As to practitioners, even considering the worst tax departments, it's clear that people are not sitting there thinking about ways to make people's lives miserable or to take money out of the economy. So what we're trying to say to folks is that we can work together. We have fought to have a collaborative relationship. It's not necessarily adversarial. When we're in court, yeah, it's adversarial; but when we're here in the review process, it's not necessarily adversarial. We're not "gotcha" and the taxpayer isn't "get away with it."  If we approach it as "get away with it" and "gotcha," we're going to have a hard time getting to someplace that's good for both of us.

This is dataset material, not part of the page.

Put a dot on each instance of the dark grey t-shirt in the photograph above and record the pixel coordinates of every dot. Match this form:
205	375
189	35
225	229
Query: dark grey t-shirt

We were not communicative. We were not outgoing. We were not present in the world of taxpayers. We were just here in Hartford sending things to them and demanding things of them. Those are the two things that surprise me, I think. I probably shouldn't have been surprised by the second, but I think the first is an occupational hazard of people who deal often with people who have done something wrong. It starts to get easy to think that most people are doing things wrong.

Q. Any closing thoughts?

A. Let's go back to the policy role of tax agencies. If we're not in a position to advise governors and legislatures and the public at large, if we're not in a position to provide information and education, I don't know who is. So being hermetic, being focused on collection, not willing to speak, not willing to get out and say things and not getting out into the community, not getting in front of the legislature, is not serving anybody's purposes. The traditional view that all we do is collection and crunch data, and we don't like to talk to people about what we do; we want to keep a low profile and sort of hide out in the tax collection agency—it ain't working. It doesn't work for anybody, but it's certainly not working for tax agencies. ■


1Representative Bob Goodlatte (R-Va.) is the Chair of the House Judiciary Committee. Goodlatte has argued in the past for "tech neutrality," meaning that the same sales tax should apply to online and in-store purchases; but he has also expressed concerns that the Marketplace Fairness Act could allow states to 'regulate beyond their borders'. See, e.g., Goodlatte's Online Sales Tax Principles Review House Debate, Huffington Post (Sept. 18, 2013); Peter Fricke, Internet Tax Ban Passes House, But Could Stall In Senate, The Daily Caller (June 10, 2015).